Introduction

When I was a girl, it was the time of the five-cent ice cream cone, penny candy, and soda fountains in the drug stores.

There were shinplasters (paper currency worth twenty-five cents), horse-drawn wagons to deliver bread or milk, the cream-top milk in one-quart glass bottles with cardboard caps that allowed the cream to freeze up out of the bottles in winter. (After all, this is Canada!)

It was the days of Quarantines for communicable diseases, the mustard plaster, and ink wells and straight, nib-pens and blotters.

Saturday matinees were five cents, and those "Cokes" that we walked for miles to have at the soda fountain were six cents a glass and you could have any flavour of your choice put in by the "Soda Jerk"; my favourite was 'lime'.

We kept our food cool in ice boxes; heated our homes with a coal furnace, had a gas 'rud heater' that we lit with a match to heat the water for Saturday baths, and baked our potatoes along the side ledges inside the furnace box, flames serving two purposes.

Women used the washboard or a wringer washer. We had clocks with hands, tube radios, and record players took 78 rpms that would break if we dropped them.

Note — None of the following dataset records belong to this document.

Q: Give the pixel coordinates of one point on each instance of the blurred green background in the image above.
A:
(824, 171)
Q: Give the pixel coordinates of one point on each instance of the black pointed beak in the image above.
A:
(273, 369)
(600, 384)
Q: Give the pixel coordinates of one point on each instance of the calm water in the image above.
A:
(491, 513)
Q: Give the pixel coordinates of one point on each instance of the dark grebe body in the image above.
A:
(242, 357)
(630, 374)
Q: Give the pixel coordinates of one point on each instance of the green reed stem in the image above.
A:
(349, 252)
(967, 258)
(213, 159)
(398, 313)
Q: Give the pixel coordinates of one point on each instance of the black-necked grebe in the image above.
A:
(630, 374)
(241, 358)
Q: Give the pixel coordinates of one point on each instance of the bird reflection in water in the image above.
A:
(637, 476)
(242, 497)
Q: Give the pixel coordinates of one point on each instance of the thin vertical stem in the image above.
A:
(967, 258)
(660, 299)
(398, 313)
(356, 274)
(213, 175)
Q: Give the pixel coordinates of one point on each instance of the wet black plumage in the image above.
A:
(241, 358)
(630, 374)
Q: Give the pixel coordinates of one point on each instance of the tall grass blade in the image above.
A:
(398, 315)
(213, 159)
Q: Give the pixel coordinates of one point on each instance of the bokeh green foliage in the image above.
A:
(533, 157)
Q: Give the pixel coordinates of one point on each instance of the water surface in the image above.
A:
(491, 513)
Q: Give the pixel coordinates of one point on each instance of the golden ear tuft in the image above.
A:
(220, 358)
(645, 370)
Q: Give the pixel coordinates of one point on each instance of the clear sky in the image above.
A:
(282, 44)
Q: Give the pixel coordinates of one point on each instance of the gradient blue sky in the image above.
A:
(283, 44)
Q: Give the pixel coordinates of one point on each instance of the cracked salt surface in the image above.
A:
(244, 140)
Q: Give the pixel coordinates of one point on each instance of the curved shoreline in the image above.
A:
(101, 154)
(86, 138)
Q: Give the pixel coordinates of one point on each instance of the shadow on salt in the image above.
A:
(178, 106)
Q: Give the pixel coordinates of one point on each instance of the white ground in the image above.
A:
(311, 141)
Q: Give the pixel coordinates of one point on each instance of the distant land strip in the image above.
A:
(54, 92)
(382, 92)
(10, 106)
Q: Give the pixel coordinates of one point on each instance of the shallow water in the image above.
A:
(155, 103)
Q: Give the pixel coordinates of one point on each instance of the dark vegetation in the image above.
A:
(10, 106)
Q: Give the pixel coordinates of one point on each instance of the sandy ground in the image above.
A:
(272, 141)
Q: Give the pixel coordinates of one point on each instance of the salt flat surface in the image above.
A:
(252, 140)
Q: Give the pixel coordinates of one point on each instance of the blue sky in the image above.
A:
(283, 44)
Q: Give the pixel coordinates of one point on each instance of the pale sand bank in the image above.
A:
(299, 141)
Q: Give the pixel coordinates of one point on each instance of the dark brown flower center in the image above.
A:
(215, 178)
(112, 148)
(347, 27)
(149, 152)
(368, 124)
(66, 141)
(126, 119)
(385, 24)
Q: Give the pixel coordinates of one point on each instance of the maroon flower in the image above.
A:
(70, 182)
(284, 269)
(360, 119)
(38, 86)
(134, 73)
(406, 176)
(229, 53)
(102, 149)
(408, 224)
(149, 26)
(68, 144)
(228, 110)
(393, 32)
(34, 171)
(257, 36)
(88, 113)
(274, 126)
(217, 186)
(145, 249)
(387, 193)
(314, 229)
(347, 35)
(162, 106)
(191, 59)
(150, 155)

Recycling was done by "The Rag Man" who travelled the streets by horse and wagon, calling, "Rags, bottles, bones." I did not like the 'bones' part, but he paid anyone who flagged him down to collect the things that they did not have use for. And, if you are wondering how the horses survived the long routes in the city of Toronto (Ontario), there were water troughs at the curbs of the streets, and, at noon the driver would put the horse's feed bag on and he would eat as he worked.

Yes, these are all things that I remember, but, they are stories of their own. Some of my fondest memories were not spent in the big city but in the country, during summer holidays, so you will find a mixture, in no given order, just as I think of them. ~Joan Adams Burchell~ (copyright)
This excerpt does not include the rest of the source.